早川金属工業製,シャープ受信機,D-80型。1940年5月製造。高1ダイナミック。庶民の本格的なデラックス型ラジオで,スピーカに励磁型ダイナミックを用いたもの。時期的に,太平洋戦争の開戦の前年にあたり,国内は戦火には包まれていなかったものの,中国東北部の満州では戦争が長引いており,省資源型のラジオが叫ばれていた時代のものである。しかし,まだ余裕を残していたのだろうか。

D-80型の正面。残念なことにスピーカグリルの左の縦格子1本が紛失。ツマミも1個は紛失,他もオリジナルでないと思われる。デザインは有名な局型123号に代表される1940年頃のラジオ共通の特徴を有している。パネルから天井にかけて丸みを付けた構造,ダイヤル窓にかけての黒いストライプ,など。

裏面。裏板はオリジナルのまま。空気穴に布がはってある。右上には「マツダ真空管使用ラヂオ受信機」のシールがある。中央下にはアルミ製の銘板。シャープ受信機。左下にはアンテナ端子(ジャック)とオーデイオ端子(陸軍端子)。板の裏側に紙袋。「許可証並説明書袋」。「ラヂオは許可を得て聴きませう」とあった。中身は無かった。

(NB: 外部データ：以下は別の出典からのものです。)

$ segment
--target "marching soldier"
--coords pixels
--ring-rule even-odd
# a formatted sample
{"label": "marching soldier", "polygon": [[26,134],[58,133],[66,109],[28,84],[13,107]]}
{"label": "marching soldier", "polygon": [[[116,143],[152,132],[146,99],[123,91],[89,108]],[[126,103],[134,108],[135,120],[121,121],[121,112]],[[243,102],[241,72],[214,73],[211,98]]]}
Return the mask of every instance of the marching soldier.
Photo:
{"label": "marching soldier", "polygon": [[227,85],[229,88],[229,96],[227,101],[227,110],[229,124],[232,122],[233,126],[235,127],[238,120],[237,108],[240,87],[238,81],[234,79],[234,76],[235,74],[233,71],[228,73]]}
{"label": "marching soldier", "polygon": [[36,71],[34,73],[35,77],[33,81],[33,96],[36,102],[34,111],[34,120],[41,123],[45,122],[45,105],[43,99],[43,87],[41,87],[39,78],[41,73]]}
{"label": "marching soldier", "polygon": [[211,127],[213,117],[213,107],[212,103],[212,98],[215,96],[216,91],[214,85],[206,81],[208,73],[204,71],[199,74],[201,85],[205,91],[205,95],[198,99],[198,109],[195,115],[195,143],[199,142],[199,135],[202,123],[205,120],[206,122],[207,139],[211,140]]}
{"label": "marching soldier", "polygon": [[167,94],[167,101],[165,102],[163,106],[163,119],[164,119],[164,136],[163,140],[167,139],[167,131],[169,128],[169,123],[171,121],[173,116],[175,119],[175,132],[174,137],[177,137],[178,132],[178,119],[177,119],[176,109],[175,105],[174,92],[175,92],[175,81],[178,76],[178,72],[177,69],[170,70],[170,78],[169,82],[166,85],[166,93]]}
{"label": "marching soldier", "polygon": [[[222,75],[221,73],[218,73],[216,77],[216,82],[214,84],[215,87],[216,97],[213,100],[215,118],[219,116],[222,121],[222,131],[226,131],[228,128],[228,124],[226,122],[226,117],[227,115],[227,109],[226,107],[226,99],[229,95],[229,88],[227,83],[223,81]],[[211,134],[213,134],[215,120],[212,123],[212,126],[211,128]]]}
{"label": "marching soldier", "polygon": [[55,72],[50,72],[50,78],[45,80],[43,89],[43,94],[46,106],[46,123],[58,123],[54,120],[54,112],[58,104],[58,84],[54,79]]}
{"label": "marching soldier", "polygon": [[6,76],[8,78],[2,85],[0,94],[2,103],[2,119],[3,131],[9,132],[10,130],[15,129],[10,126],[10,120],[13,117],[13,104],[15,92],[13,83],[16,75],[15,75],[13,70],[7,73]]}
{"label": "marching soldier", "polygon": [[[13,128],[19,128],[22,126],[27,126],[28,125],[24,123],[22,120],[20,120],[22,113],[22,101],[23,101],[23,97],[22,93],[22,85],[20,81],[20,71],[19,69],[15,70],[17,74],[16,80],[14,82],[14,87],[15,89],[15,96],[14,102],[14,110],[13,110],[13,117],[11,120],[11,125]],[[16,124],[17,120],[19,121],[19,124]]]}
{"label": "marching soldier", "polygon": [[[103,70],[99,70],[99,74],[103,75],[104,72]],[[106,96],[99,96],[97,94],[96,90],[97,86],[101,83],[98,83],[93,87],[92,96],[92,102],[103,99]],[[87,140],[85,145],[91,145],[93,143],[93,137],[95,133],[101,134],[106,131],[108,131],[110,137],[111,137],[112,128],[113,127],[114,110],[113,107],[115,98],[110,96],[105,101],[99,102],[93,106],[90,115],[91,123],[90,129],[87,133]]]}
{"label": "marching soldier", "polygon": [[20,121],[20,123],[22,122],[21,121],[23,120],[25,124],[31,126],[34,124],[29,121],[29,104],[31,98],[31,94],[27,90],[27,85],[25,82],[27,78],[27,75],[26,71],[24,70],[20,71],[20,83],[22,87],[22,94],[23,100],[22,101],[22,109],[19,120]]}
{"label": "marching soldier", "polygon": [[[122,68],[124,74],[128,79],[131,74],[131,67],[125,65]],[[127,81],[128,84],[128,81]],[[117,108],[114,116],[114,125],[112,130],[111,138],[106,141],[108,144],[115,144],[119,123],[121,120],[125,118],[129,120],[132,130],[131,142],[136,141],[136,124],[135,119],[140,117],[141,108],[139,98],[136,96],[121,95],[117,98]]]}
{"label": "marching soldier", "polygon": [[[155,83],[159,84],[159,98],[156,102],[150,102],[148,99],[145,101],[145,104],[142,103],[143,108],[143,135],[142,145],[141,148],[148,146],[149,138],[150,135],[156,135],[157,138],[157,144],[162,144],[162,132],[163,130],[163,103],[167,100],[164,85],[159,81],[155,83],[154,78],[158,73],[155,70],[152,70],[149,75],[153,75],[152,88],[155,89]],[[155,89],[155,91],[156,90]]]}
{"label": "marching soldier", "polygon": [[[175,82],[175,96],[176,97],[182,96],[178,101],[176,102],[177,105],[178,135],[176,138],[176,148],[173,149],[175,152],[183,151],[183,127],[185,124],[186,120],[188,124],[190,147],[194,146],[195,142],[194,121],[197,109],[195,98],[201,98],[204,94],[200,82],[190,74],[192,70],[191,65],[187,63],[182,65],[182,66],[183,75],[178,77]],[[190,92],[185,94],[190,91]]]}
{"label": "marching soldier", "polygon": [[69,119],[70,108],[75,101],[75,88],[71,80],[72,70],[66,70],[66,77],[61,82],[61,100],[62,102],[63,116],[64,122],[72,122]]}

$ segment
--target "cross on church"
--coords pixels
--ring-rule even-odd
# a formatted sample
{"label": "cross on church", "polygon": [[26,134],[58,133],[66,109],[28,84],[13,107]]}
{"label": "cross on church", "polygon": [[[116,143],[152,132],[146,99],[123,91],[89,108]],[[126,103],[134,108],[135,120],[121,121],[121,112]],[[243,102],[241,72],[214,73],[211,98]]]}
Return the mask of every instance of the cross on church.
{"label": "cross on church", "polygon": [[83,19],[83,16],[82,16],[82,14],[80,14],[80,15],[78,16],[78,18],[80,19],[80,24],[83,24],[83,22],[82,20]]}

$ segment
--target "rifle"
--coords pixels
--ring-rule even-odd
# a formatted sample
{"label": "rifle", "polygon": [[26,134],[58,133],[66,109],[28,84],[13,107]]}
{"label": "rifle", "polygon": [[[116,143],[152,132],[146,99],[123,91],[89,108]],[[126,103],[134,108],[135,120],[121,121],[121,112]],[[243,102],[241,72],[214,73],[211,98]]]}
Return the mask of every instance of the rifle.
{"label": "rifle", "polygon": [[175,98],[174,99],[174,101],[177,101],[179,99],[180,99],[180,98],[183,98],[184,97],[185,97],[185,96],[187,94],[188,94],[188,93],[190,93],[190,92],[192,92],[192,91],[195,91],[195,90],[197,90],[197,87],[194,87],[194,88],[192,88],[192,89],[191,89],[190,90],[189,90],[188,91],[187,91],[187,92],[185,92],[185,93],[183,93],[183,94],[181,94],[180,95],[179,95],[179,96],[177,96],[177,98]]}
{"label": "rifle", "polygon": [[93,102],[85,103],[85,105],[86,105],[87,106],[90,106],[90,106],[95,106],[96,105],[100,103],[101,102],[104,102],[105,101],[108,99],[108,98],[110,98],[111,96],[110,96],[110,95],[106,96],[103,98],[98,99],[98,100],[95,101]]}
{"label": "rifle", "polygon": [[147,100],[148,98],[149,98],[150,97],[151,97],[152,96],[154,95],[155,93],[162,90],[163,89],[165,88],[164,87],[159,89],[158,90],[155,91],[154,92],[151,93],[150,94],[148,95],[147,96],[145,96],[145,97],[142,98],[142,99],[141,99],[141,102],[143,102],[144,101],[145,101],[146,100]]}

中身は保存状態が良い。UZ-58(松下58に交換), マツダ刻印のUZ-57, UZ-2A5, KX-80。当時のダイナミックスピーカもある。重いラジオ。

(特徴)ダイナミック型高1ラジオ。

(状態)

(状態)キャビはほぼ完全で発見。spのサン1本ない。裏板あり。しかし,シャーシを取り外した状態で放置したらしくネジが無くツマミが間に合わせのもの。シャーシ錆少しあり,ACケーブル付き。UZ58の1本は58に変更され,ケミコンの交換。UZ-2A5とKX-80が接触している!

(欠品)

底のシャーシ取り付けネジ全部紛失。ツマミ1個紛失。3個もオリジナルでない。

C(80) 99.5.23 2k シャープ(早川金属工業)D80 1940 Wood ST-4高1再生

Maker;シャープ(早川金属工業), Model D80, Date 1940, Ser.453, 昭和15年5月製作。

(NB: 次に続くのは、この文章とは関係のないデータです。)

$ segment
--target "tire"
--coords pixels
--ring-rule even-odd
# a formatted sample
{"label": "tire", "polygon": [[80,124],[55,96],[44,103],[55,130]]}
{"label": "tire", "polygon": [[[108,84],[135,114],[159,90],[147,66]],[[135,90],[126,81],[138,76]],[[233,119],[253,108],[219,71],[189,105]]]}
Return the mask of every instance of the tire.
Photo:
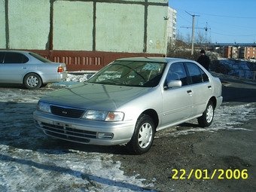
{"label": "tire", "polygon": [[29,90],[39,89],[41,84],[41,78],[37,74],[29,73],[24,78],[24,85]]}
{"label": "tire", "polygon": [[200,126],[206,127],[212,124],[214,117],[214,108],[213,102],[209,101],[206,111],[203,113],[203,115],[197,119]]}
{"label": "tire", "polygon": [[155,133],[155,126],[151,117],[142,114],[136,123],[131,140],[127,144],[133,154],[142,154],[151,148]]}

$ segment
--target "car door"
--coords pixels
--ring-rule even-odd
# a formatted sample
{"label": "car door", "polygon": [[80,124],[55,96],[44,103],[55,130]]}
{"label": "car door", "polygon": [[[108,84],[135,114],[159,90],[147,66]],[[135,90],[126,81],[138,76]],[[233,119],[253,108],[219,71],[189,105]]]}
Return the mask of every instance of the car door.
{"label": "car door", "polygon": [[20,53],[5,52],[0,64],[1,83],[22,83],[24,74],[29,70],[29,58]]}
{"label": "car door", "polygon": [[166,81],[172,80],[180,80],[182,85],[163,91],[163,126],[187,119],[191,115],[193,94],[183,62],[170,66]]}
{"label": "car door", "polygon": [[202,114],[212,94],[212,87],[207,75],[195,63],[185,63],[194,95],[192,116]]}

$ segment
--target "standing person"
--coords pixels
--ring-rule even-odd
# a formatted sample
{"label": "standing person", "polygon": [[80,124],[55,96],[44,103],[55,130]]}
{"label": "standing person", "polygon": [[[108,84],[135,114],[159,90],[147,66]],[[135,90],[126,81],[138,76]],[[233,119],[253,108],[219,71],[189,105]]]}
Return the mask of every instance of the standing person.
{"label": "standing person", "polygon": [[210,65],[210,59],[206,55],[206,51],[201,50],[201,56],[198,57],[197,62],[200,63],[207,71],[209,71],[209,66]]}

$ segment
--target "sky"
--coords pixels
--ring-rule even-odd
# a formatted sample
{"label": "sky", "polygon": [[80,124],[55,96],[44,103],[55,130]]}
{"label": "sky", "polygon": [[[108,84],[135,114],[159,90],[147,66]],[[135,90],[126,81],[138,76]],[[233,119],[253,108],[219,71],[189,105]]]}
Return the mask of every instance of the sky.
{"label": "sky", "polygon": [[196,15],[195,36],[203,33],[211,43],[256,42],[255,0],[169,0],[169,6],[177,11],[177,35],[191,36]]}

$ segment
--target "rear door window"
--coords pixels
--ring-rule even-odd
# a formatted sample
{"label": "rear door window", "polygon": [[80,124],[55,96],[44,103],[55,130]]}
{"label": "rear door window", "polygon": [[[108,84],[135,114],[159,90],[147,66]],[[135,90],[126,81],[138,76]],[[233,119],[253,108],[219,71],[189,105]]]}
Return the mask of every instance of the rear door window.
{"label": "rear door window", "polygon": [[207,75],[195,63],[186,62],[192,84],[209,81]]}
{"label": "rear door window", "polygon": [[166,82],[170,80],[180,80],[182,86],[188,84],[187,76],[183,62],[175,62],[171,65],[166,77]]}
{"label": "rear door window", "polygon": [[6,52],[4,63],[26,63],[29,58],[20,53]]}

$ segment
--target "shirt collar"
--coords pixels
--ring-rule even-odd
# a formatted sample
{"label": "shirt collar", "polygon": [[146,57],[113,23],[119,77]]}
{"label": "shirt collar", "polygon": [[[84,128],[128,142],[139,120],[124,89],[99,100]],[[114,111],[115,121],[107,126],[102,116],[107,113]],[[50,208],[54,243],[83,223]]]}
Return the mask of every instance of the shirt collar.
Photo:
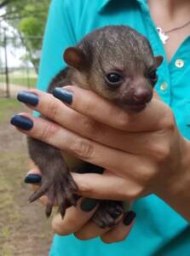
{"label": "shirt collar", "polygon": [[[104,9],[104,7],[106,7],[106,5],[112,1],[112,0],[101,0],[102,3],[100,6],[99,12],[101,12]],[[133,1],[138,2],[141,5],[147,6],[147,0],[133,0]]]}

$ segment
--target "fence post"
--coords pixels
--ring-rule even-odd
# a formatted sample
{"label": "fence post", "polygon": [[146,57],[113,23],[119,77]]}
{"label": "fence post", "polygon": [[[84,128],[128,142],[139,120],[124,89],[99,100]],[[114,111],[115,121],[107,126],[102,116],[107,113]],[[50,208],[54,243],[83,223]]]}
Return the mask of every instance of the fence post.
{"label": "fence post", "polygon": [[6,29],[3,29],[4,32],[4,60],[5,60],[5,78],[6,78],[6,91],[7,98],[10,97],[10,90],[9,90],[9,68],[8,68],[8,53],[7,53],[7,35]]}

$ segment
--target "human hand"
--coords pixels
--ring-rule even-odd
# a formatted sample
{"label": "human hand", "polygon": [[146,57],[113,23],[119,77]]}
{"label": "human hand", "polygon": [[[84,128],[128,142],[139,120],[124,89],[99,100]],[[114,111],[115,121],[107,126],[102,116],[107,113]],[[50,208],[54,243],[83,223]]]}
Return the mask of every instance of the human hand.
{"label": "human hand", "polygon": [[[40,171],[32,164],[32,169],[28,172],[25,181],[32,183],[32,190],[36,191],[40,186]],[[41,202],[46,206],[48,197],[43,195],[40,198]],[[118,224],[114,228],[101,229],[93,221],[92,216],[99,205],[90,202],[90,199],[80,198],[76,207],[66,209],[66,215],[62,219],[60,214],[56,213],[52,220],[52,228],[55,233],[66,236],[74,234],[80,240],[88,240],[100,237],[106,243],[123,241],[130,232],[135,223],[135,213],[132,211],[122,214],[118,218]],[[55,202],[56,205],[56,202]],[[86,207],[88,206],[88,207]],[[85,209],[85,210],[84,210]]]}
{"label": "human hand", "polygon": [[20,128],[106,169],[103,175],[72,174],[81,195],[133,201],[152,193],[162,197],[168,188],[174,189],[184,175],[187,142],[169,107],[153,99],[142,112],[129,114],[91,91],[66,89],[70,92],[55,92],[67,106],[52,95],[31,90],[37,105],[28,107],[53,122],[22,113],[32,125],[30,131]]}

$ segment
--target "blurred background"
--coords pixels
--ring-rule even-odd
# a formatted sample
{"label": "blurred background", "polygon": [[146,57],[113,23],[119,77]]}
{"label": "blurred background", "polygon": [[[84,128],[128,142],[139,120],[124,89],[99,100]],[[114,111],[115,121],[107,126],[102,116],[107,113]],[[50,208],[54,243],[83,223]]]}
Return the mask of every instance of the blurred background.
{"label": "blurred background", "polygon": [[48,255],[50,220],[30,186],[26,137],[9,125],[27,111],[18,91],[35,87],[50,0],[0,0],[0,256]]}

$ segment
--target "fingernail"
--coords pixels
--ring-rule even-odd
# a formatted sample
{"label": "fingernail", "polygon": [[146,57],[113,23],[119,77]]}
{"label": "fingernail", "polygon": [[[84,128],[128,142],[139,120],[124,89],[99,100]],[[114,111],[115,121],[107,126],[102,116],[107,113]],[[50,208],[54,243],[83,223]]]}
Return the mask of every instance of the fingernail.
{"label": "fingernail", "polygon": [[126,225],[129,226],[134,218],[136,217],[136,213],[133,211],[130,211],[126,212],[126,215],[124,218],[123,223]]}
{"label": "fingernail", "polygon": [[83,212],[90,212],[96,207],[97,203],[98,203],[98,201],[95,199],[84,198],[82,201],[80,208]]}
{"label": "fingernail", "polygon": [[19,114],[12,117],[10,123],[11,125],[25,131],[30,131],[33,127],[33,122],[31,119]]}
{"label": "fingernail", "polygon": [[38,104],[38,96],[32,92],[25,90],[19,92],[17,95],[17,100],[33,107],[36,107]]}
{"label": "fingernail", "polygon": [[39,183],[42,180],[42,177],[39,174],[28,174],[25,178],[26,183]]}
{"label": "fingernail", "polygon": [[56,87],[53,90],[53,96],[65,103],[72,104],[72,93],[68,90]]}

Spec; 50-60c/s,微電界級。電気的出力3W, Cir,回路図あり。

Cabinet;木製箱型,左縦格子SP。板材は2枚並行貼り合わせ。Size; 448W, 300H, 200D

Dial;エアプレーン扇形フリクション。, Nob; 4点式:(1)RF+PU sw,(2上)Tune,(2下)再生,(3)AF+PoSW, SW, Term;(AL,E)2P入力ジャック(PU)2p陸軍端子式,

Tubes;

58 ナショナルQF<E>,角G(1955年製),ゲッタ鏡面がやや茶。

UZ-57 マツダ,刻印放,4ユ,検CC,やや青ガラス

UZ-2A5 マツダ,刻印, (ユ)2,検CB,天井マツダ,ベースぶくぶく,

KX-80 マツダ,刻印, ナ7,丸マイカ,吊り,皿G,ベースぶくぶく,

Parts;

Chasis;鉄製。緑青塗装。

PT; シャープ製, CH:フィールド型, AFT, Chem;National製の円筒型ケミコン追加(Test 800V,容量不明)

VC;, RF Coil, IFT,

SP;フィールド型ダイナミック。